Histopathological findings: neoplastic:

not examined

Other effects:

no effects observed

Key result

Dose descriptor:

NOAEL

Sex:

female

Remarks on result:

not determinable because of methodological limitations

Remarks:

This dose-range finding study was not designed to derive a NOAEL. As no adverse effects occured up to the highest dose of 1381 mg/kg bw/day (14000 ppm in diet), it was concluded that this dose is also appropriate for the main study.

Key result

Dose descriptor:

NOAEL

Sex:

male

Remarks on result:

not determinable because of methodological limitations

Remarks:

This dose-range finding study was not designed to derive a NOAEL. As no adverse effects occured up to the highest dose of 1443 mg/kg bw/day (14000 ppm in diet), it was concluded that this dose is also appropriate for the main study.

Conclusions:

In a 14-day range-finding feeding study in rats, the results indicate that male and female rats tolerate a repeated high dose dietary exposure of equal to or greater than 14000 ppm (corresponding to approx. 1381 mg/kg bw/day in females and 1443 mg/kg bw/day in males) of the test substance in a study of longer duration.

Executive summary:

Four groups of adult Crl: Sprague-Dawley® CD® IGS rats (5/sex/group) were maintained on diets containing 0, 140, 3500, or 14000 ppm of the test substance for 14 days, calculated to provide an average daily intake of 0, 14.6, 359, and 1443 mg/kg bw/day or 0, 13.8, 378, and 1381 mg/kg bw/day, for males and females, respectively. Results from the stability and concentration analyses of the test diets indicate that the test substance was stable during presentation and at the target concentrations in the diet for all intake levels. Stability was assessed on Days 0, 4, 7 and 10 after preparation at all concentrations. The animals were observed daily for viability, signs of gross toxicity, and behavioral changes, and on Days 0, 7 and 14 for a battery of detailed observations.

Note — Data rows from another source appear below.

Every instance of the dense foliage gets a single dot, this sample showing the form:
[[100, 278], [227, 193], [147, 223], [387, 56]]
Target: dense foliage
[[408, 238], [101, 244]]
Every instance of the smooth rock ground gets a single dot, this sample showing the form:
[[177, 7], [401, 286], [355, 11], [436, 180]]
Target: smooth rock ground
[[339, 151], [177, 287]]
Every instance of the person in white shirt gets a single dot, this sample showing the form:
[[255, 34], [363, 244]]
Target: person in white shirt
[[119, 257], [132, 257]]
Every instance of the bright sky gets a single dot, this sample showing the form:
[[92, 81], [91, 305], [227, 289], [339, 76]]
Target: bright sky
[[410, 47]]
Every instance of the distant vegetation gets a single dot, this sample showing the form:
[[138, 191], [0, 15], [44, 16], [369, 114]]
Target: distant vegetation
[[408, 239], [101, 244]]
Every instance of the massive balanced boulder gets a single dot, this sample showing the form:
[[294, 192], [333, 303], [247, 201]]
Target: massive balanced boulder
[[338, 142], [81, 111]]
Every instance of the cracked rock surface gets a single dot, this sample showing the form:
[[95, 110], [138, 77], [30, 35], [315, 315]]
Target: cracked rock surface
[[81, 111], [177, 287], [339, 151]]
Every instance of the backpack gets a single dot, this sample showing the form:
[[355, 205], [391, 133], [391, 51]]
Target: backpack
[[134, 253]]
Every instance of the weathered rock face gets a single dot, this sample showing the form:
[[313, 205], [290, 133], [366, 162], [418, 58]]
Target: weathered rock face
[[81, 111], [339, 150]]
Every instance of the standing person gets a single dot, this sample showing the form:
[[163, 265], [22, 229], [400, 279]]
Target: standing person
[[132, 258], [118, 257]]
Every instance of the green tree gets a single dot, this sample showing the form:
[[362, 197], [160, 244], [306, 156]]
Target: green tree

Body weights were recorded two times during the acclimation period including just prior to test initiation (Day 0), and during the study on Days 7 and 14 prior to terminal sacrifice. Individual food consumption was also recorded to coincide with body weight measurements. Gross necropsies were performed on all animals. There were no test substance-related or other mortalities. There were no adverse clinical observations, body weight, body weight gain, food consumption, food efficiency, or gross findings that were considered a result of test substance administration.

 

Based on the conditions of this 14-day test and the limited toxicological endpoints evaluated, these results indicate that male and female rats should tolerate a repeated high dose dietary exposure of equal to or greater than 14000 ppm (corresponding to approx. 1381 mg/kg bw/day in females and 1443 mg/kg bw/day in males) of the test substance in a study of longer duration.